The so-called platform “tax” dictates the distribution of vast sums of money. Epic’s own Fortniteis estimated to generate in excess of $1 billion annuallyfrom in-game cosmetics and extras. The company’s protest against the giants escalated when it gave Fortnite users the option to buy the add-ons directly—which would cut Apple and Alphabet Inc.-run Google out of the transaction. That prompted Fortnite’s removal from both the iPhone’s App Store and the Android Play Store.
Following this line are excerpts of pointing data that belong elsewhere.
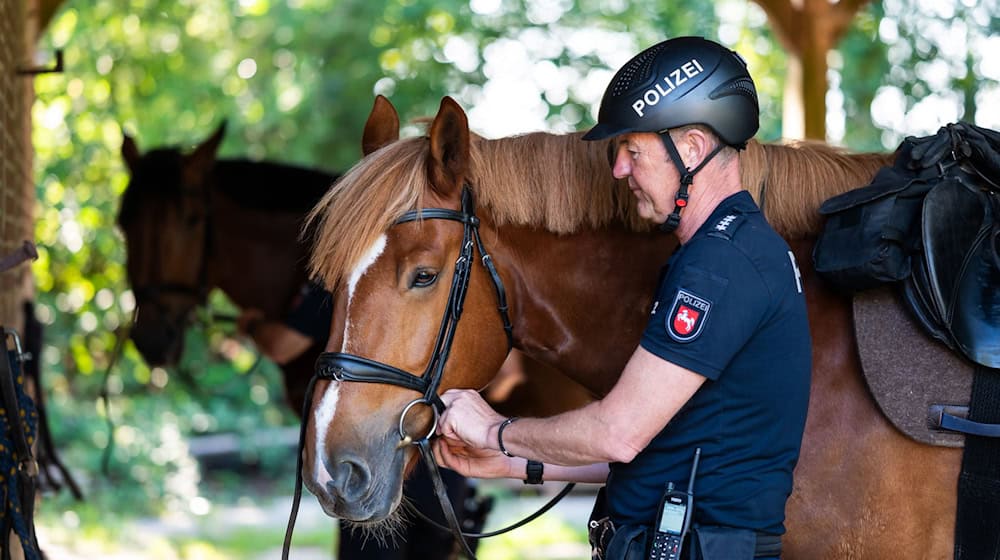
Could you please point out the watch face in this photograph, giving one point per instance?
(533, 472)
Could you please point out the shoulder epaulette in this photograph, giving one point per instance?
(726, 226)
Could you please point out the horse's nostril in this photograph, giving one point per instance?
(349, 479)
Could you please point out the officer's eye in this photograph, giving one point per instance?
(423, 278)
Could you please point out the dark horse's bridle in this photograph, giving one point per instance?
(339, 366)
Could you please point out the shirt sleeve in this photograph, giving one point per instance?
(709, 304)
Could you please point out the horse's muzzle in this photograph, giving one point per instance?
(354, 491)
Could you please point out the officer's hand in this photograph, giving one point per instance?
(467, 418)
(471, 461)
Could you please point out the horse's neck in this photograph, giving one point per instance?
(256, 258)
(582, 301)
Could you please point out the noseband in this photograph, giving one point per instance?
(339, 366)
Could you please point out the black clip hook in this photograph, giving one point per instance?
(57, 69)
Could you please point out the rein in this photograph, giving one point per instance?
(339, 366)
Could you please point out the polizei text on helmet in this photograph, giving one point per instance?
(666, 84)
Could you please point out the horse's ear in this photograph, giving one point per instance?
(448, 161)
(130, 152)
(202, 159)
(382, 126)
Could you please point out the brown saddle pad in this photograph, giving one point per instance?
(910, 375)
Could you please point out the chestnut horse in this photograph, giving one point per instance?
(193, 223)
(579, 270)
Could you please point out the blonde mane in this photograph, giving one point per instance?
(561, 184)
(791, 181)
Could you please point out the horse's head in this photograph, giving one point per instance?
(164, 218)
(394, 273)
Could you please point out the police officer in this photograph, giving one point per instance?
(724, 363)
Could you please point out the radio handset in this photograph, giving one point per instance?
(673, 519)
But what was the 30% supposed to pay for in the first place? It was the Nintendo Entertainment System that first introduced the platform fee in the early 1980s. It began when Namco Ltd., the creator of Pac-Man and a major provider of arcade games at the time, wanted to expand its distribution via Nintendo’s nascent console—called the Famicom when it was released in 1983 in Japan. Namco got together with another game maker, Hudson Soft Co. (creator of Bomberman), to persuade Nintendo Co. to open its platform to outside software makers, according to Hisakazu Hirabayashi, an independent industry consultant.
Both were eager to be on Nintendo’s popular console, but Hudson couldn’t make its own cartridges, according to Hirabayashi. And so Namco proposed paying Nintendo a 10% licensing fee to be able to be on the console while Hudson paid an additional 20% for Nintendo to make its game cartridges. Nintendo agreed—and that two-component fee, licensing and manufacturing, became the basis of today’s 30% “tax.”
So let's all blame Nintendo for this mess!